Sizinde elinizde kapağı çok eskiyen, desenleri yıpranan, kenarları ise yırtılmış bir kur'an illaki vardır. 80 yaşında bir ihtiyar gibi valizini toplamış da bu dünyadan gitmek ister gibi duruyordur artık. Hatırası vardır onun. Değiştirmeyi düşünürsünüz aslında; ama sonra vazgeçersiniz sebeplerden ötürü.
.
Insanların birer birer sizden uzaklaştığını gördüğünüz de bakarsınız ki Kur'an gündüzleri sizinle beraber dolaşınca yanınızda, gece olunca da sizinle konuşuyordur.
Bazen duvarların üzerinize üzerinize geldiği demler de tâ binlerce yıl öteden bir adam gelir ve "ياقوم انما هذه الحياة الدنيا ماناع"

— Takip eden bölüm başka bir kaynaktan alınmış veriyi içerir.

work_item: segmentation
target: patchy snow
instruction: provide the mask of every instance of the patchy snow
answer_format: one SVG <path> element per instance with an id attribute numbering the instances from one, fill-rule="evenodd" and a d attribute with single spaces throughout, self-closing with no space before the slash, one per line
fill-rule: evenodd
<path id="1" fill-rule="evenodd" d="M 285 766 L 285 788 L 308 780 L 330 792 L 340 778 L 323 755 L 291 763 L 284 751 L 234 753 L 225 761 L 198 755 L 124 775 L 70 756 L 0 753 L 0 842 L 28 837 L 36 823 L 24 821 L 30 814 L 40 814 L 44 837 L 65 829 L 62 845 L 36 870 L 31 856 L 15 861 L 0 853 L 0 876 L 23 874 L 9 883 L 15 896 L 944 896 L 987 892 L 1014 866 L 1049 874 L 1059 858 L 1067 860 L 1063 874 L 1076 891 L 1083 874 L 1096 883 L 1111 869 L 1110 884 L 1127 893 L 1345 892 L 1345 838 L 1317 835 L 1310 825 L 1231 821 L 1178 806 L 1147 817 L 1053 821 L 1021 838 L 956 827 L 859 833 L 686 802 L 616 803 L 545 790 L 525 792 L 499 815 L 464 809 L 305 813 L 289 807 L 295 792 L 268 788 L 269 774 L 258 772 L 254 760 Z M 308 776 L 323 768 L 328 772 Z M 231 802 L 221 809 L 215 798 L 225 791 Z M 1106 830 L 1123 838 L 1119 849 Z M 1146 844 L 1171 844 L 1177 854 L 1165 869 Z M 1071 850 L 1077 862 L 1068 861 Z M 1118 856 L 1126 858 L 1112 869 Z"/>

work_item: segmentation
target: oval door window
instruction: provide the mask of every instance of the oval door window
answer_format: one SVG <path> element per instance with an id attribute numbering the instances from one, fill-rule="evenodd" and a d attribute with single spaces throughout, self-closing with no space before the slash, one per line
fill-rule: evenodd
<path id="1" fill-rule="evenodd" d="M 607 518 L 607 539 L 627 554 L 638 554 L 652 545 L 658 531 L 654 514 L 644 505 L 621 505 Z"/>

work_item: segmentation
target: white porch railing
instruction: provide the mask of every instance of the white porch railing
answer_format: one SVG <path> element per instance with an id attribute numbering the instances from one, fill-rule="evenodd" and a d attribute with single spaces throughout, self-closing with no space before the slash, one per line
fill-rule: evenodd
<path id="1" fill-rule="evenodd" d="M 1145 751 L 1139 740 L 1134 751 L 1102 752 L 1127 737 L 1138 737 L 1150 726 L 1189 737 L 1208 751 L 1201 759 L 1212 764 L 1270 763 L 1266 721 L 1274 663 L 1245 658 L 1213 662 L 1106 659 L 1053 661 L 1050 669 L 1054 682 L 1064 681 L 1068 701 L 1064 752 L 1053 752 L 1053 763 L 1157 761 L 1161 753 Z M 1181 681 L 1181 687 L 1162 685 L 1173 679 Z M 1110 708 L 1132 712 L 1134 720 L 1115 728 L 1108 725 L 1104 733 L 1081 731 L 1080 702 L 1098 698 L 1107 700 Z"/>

Ey toplumum, şunu iğreti dünyasında, geçicidir '(ğafir / 39). Anlarsınız uzaktan gelen adamı, dertleriniz küçülüverir. .
Kayıplarınız oldu hayatta. Asıl duyanlar başka birdedir, çok, çok uzaktadırlar. O zaman da kur'anımız 'Senin kayıpların Allah'ın yanındadır' der. Kitabimizi hıfzettiğiniz zaman da anlarsınız ki, kur'an âyetlerini terennüm / tefekkür etse insan, yaşadığı hayattan anlam devşirir.
Ben derim ki, dinlediğimiz bir âyet, hâlimizi izah eden içli bir okuyuş, avuçlarımızda tuttuğumuz kur'anımız bizi kendimize getirecektir. Yeter ki kur'an'ı metrûk hâle getirmeyelim.